HARARE, Zimbabwe (AP) - President Robert Mugabe told Roman Catholic bishops who issued a letter blaming him for the country's political and economic turmoil they had chosen "a dangerous path," and church officials said Friday a priest had been briefly detained for passing the pastoral message on to his congregation.

The arrested priest and a member of his congregation were released without charge after spending 24 hours in jail last month, said Father Oskar Wermter of the Catholic social communications secretariat in Harare. It was the first reported arrest of a priest on political grounds in recent years.

Later on Friday, police arrested two prominent lawyers who have specialized in human rights issues, colleagues said.

The pastoral letter signed by all of the country's nine bishops called on Mugabe to end oppression in the country and allow for democratic reform. It also warned that violent confrontation and deepening economic hardships were pushing the nation close to a flash point.

"The bishops have decided to turn political. And once they turn political, we regard them as no longer being spiritual," Mugabe said of the letter in extracts of an interview published in the state Herald newspaper on Friday.

"Our relations with them would be conducted as political entities, and this is quite a dangerous path they have chosen for themselves," Mugabe was quoted as saying.

He called the pastoral letter "political nonsense."

Church officials said since the pastoral letter was distributed across the country to coincide with Easter services, state agents visited Catholic churches and questioned worshippers over their understanding of the bishops' message.

The priest arrested had evidently given prominence to the letter in services in northern Harare.

Wermter said Mugabe's response was to be expected.

"What is surprising is that he kept silent for so long. People have reacted to the letter very positively and maybe that is riling him," Wermter said.

Western governments have imposed sanctions on Zimbabwe to protest Mugabe's human rights record.
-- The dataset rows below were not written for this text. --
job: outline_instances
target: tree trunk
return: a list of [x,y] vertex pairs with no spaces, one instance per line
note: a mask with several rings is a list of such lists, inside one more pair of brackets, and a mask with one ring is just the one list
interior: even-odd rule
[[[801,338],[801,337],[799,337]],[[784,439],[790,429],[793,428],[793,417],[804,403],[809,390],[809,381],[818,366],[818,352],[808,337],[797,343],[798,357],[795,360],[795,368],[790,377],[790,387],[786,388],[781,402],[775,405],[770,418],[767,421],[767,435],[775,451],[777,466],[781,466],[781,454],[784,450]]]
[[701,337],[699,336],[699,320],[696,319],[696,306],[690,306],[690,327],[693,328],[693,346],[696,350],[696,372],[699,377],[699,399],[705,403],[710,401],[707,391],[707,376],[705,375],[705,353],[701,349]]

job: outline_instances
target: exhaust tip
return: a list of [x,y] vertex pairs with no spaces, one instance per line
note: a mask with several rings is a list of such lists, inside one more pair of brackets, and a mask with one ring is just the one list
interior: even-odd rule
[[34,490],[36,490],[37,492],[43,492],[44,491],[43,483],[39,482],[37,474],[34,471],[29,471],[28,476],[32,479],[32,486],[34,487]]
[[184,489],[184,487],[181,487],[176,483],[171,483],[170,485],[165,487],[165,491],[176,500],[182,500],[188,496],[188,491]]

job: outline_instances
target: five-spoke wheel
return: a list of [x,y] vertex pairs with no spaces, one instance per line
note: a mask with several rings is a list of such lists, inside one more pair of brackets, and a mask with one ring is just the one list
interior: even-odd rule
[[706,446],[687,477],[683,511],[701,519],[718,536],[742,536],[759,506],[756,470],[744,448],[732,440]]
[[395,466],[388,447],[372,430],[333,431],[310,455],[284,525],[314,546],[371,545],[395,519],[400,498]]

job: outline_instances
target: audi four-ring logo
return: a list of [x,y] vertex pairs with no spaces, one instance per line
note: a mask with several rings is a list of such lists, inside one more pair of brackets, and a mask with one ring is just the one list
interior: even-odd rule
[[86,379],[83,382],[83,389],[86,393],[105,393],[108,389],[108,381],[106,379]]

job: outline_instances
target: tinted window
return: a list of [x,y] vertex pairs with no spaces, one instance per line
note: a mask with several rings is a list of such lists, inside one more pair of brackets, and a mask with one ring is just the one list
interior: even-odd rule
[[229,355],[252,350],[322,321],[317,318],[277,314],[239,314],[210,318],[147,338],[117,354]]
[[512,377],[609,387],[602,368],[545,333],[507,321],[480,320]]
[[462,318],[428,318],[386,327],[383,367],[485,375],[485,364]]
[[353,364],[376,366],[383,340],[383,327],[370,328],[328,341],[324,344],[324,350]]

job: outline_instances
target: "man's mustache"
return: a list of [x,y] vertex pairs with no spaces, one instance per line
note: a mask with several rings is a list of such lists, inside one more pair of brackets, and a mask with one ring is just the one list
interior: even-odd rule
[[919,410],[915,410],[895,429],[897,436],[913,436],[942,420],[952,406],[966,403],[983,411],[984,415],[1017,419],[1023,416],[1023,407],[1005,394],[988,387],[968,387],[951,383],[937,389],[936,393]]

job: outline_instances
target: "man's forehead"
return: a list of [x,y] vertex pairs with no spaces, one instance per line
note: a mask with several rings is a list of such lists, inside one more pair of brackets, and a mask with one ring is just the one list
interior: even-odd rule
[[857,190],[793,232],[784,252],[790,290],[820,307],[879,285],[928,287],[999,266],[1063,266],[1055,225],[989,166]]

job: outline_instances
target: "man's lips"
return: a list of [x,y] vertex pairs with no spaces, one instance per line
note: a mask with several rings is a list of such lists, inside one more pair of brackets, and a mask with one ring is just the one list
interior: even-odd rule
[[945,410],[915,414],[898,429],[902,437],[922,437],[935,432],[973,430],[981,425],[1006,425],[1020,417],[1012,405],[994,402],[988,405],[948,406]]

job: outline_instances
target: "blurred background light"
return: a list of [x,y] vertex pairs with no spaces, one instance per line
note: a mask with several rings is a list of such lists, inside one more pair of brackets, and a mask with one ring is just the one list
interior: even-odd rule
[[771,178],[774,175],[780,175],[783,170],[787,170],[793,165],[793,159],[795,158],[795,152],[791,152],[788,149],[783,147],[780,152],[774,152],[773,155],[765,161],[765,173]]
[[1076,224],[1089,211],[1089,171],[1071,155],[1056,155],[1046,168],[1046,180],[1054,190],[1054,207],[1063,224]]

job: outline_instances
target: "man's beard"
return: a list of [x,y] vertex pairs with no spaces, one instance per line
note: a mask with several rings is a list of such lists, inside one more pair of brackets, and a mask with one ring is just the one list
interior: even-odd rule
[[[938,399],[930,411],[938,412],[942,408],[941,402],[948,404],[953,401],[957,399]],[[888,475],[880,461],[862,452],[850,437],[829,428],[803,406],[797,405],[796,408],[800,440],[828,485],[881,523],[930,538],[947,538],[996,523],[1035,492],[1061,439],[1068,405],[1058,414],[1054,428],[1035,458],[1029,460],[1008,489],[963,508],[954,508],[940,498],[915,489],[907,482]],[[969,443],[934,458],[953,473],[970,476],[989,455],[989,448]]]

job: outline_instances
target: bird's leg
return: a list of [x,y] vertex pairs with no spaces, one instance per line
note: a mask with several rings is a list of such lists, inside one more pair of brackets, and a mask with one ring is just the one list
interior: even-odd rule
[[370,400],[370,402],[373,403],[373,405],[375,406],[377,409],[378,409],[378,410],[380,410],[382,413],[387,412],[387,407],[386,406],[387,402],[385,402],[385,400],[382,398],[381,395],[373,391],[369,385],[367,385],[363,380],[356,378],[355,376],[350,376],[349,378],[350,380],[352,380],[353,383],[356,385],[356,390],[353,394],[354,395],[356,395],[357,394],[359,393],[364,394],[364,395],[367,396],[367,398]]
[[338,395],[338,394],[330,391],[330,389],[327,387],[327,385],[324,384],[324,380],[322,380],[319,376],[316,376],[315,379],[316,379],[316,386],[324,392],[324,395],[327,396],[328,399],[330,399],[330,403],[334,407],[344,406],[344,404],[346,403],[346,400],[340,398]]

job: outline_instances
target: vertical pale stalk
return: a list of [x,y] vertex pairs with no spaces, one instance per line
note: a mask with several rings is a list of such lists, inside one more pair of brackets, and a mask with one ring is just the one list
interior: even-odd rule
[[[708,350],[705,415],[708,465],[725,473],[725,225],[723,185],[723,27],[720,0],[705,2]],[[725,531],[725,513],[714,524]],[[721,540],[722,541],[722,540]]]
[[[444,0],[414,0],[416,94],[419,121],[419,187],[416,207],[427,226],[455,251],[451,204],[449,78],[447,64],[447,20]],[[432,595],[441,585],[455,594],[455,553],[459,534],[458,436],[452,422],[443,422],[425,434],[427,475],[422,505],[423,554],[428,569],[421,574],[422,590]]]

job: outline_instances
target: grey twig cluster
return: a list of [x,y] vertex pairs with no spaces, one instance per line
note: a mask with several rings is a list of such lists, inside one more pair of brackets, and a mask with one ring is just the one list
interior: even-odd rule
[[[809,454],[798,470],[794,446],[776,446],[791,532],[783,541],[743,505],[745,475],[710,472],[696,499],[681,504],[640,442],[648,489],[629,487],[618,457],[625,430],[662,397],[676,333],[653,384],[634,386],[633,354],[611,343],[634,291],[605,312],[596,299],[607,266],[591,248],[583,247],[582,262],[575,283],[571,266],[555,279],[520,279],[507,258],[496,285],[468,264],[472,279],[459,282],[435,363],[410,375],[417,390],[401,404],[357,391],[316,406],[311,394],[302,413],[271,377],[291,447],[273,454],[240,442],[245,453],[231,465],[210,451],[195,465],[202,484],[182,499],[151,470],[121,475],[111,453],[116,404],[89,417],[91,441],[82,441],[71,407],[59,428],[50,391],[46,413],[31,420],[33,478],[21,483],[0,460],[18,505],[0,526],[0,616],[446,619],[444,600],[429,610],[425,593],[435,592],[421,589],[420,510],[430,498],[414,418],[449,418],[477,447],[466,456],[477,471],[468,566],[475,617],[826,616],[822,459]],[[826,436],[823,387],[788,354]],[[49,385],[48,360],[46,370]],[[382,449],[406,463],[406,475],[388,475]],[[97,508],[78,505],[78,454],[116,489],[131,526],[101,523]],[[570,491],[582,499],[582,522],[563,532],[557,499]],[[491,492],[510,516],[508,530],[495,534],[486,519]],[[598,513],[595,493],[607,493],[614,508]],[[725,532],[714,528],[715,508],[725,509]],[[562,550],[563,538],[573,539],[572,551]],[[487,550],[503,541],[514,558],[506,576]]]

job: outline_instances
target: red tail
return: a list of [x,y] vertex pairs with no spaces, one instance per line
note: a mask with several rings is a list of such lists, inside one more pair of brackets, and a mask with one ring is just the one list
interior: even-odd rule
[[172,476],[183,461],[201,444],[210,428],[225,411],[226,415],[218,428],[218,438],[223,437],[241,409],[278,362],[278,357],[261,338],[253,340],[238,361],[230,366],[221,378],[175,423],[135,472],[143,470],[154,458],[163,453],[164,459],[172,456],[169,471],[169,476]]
Investment and foreign loans have dried up in six years of political and economic turmoil following the often-violent seizures of thousands of white-owned farms that began in 2000. Inflation, running at more than 2,000 percent annually, is the highest in the world.

Opposition activists and civic leaders along with independent journalists accused of giving credence to calls for "regime change" in Zimbabwe have frequently been arrested and assaulted in efforts to silence them.

Attorney Sternford Moyo said police arrested lawyers Alec Muchadehama and Andrew Makoni at their Harare offices late Friday and held them at the main Harare police jail, allegedly for attempting to pervert the course of justice.

The two lawyers are currently representing a group of jailed opposition activists who have denied involvement in a series of petrol bombings since early March.

The defense team has argued some of the evidence against the activists, who face life imprisonment on terrorism charges, has been faked by authorities.

Arrests on Friday afternoon are common, preventing suspects having access to courts until after the weekend.